Remember Tim? He’s the guy who snagged the April Giveaway Giveaway prize last week and consequently scored a free Mother’s Day gift. He is also the genius behind my move to Word Press and the man who introduced me to one of the coolest indie coffee shops in Chicago, Noble Tree. Oh, and did I mention he’s single?
Beyond all of those wonderful attributes he is also a fellow Chicago entrepreneur (edash marketing) and a makeunder black belt. In fact, I think his life is much more made under than mine is now, or will ever be. The best word I can use to describe his intentions is “pure” and I think there might be some buzz about his decision to live (mostly) paper free. The only down side to this man is that he will soon no longer be a Chicago resident, which means I will be spending some Friday afternoons at Noble Tree eating pie and discussing life philosophies with myself.
A friend once taught me the principle of a Value Circle he learned from Smart Couples Finish Rich. The idea behind a Value Circle is to decide the five values most important to you.

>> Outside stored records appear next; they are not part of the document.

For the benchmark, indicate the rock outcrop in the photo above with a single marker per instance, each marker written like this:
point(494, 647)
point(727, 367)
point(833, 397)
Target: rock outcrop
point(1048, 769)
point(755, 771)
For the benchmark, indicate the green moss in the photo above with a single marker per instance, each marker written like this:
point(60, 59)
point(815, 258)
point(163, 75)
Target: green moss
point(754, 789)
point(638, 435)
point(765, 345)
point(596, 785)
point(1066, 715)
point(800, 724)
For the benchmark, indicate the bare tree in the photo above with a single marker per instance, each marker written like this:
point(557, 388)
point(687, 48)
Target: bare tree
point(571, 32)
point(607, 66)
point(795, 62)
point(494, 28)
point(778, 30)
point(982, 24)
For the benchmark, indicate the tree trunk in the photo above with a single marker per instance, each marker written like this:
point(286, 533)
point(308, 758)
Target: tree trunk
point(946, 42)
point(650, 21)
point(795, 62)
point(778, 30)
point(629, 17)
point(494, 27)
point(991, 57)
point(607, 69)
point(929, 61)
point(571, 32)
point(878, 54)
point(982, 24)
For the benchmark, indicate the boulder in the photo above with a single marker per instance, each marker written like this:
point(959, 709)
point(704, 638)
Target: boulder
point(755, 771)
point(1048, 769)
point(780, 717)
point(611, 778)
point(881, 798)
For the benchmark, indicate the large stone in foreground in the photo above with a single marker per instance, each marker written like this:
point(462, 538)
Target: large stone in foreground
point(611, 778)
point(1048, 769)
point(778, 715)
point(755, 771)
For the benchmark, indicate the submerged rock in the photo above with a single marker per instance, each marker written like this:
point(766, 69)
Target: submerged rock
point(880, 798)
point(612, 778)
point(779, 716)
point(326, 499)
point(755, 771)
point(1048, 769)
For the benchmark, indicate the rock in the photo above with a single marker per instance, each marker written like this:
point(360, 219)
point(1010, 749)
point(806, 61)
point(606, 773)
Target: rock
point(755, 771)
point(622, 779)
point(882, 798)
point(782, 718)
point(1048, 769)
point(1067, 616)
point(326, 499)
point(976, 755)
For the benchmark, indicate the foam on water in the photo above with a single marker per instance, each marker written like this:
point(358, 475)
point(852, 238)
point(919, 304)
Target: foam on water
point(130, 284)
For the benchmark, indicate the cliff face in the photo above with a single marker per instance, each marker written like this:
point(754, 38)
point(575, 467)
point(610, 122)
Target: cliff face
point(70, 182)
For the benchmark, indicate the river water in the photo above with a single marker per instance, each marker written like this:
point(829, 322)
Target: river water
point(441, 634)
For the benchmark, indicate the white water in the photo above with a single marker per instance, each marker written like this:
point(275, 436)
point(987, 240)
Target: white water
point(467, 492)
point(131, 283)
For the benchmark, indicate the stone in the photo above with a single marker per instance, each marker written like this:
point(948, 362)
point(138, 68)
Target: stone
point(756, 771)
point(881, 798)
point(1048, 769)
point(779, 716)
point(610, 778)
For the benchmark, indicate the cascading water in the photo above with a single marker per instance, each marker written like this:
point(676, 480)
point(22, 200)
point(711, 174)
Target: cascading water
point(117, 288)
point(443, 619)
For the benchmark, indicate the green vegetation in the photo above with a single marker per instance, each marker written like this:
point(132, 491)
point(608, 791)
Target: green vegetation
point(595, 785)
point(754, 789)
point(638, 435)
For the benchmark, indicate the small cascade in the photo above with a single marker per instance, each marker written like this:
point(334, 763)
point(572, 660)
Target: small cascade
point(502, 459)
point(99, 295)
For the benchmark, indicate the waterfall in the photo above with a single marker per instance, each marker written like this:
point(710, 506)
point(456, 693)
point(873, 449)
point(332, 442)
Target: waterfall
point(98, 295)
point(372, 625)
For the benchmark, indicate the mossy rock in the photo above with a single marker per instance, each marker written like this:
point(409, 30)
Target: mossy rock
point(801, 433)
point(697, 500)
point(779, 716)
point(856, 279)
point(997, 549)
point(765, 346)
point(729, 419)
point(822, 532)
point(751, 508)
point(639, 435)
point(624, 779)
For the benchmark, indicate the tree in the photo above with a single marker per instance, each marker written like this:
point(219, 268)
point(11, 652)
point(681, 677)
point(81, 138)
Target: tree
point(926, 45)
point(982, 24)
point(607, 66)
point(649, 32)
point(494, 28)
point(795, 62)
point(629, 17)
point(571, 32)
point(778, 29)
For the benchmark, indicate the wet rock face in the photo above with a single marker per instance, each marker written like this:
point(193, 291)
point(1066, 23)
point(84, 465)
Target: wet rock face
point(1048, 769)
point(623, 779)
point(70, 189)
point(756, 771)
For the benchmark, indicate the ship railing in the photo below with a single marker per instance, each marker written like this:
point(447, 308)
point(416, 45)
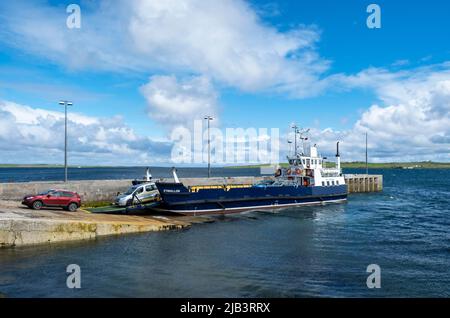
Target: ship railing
point(225, 187)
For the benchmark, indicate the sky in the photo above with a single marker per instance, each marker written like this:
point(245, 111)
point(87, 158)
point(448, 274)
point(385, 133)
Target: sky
point(139, 70)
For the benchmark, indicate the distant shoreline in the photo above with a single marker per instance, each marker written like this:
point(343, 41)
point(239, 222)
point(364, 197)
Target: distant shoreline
point(362, 165)
point(348, 165)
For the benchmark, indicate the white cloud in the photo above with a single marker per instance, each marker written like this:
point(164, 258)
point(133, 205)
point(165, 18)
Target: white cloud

Then, when making decisions large or small, you can use those values to clarify your options and feel more sure of your final choices.
My values are:
Clarifying these values has made it much easier for me to design my life with intention.
ASPIRE TO BE FREE
In December of 2007, I saw the movie Into the Wild and was inspired to quit my job as co-owner of a computer service company. I knew I wanted more freedom, but I wasn’t quite sure how to get there. Eventually, I started an Internet marketing company, which allowed me to help small business owners while working from home (or anywhere else, really).
The journey wasn’t easy. I spent months working on my business during the day and working overnights at a Marriott to pay the bills. And I was all but bankrupt by March of 2008 (it took 3 months to get my first client). But I’m happy I made the decision I did. I now call my black Puma bag my office and can work from most anywhere. I moved to Chicago without needing to change jobs, and I’ll do the same to Des Moines and again to Austin over the next few months.
I’ve made several unconventional choices in my personal and business life to avoid the trivial. Not getting bogged down in the day to day details allows me to live a more exciting life, and also gives me more time to spend with my family and friends. And while not entirely avoidable, I now enjoy the few mundane tasks I do because they serve as a moment of Zen.
One way I’m avoiding the trivial is getting rid of paper! Two years ago, I read a book called Getting Things Done (or GTD). I learned a lot of great productivity concepts from that book, but I also gained a fetish for filing, labeling and storing every paper in sight. It’s two years later, and I can count on my hands the number of times I’ve needed something from the filing cabinet. It’s a poor use of time and energy.
Instead of having a standard postal address, I use a service called Earth Class Mail that receives my “snail mail” and emails it to me. When I move, I no longer need to worry about switching over my billing address, alerting family and friends or updating clients. My mom still demands my “real address”, however, so she can send holiday greetings and thank-you cards 🙂
I no longer accept checks from customers. They can pay all their invoices online using a service called Freshbooks. With online billing, I avoid the stress of checks getting lost in the mail, visits to the post office or reconciling checks to invoices.
And instead of GTD, I now try to practice Zen to Done.
GYM IS A REQUIRED CLASS
I wasn’t always a healthy person. I worked at a music venue during college and found myself eating General Tso’s chicken every day and partying in smoky bars every night. But after graduation, I realized I was happiest when I felt good. And I felt my best when I ate healthy and exercised. I now consider health as part of my personal growth…but it’s an ongoing process.
But there are things I still need to work on, too. I’d like to learn Yoga for a more balanced body. I eventually want to convert to an entirely whole foods, plant based diet. And I spend far too many nights in Chicago bars for my own good.
THE POWER OF LESS
I am happiest when I own only what’s essential to me, and nothing more. Things have a cost beyond the purchase price. Things take time to move, clean, maintain and store. And more things require more space. Making under my life is an ongoing process and I still have lapses of judgment. (I came home with a knife sharpener the other day…although spending under $10 at Ikea was a feat). Most importantly, fewer things allow me the freedom to travel or move without worrying about the stuff I’m leaving behind.
Right now, I don’t even have a place to live. Now that’s the power of less.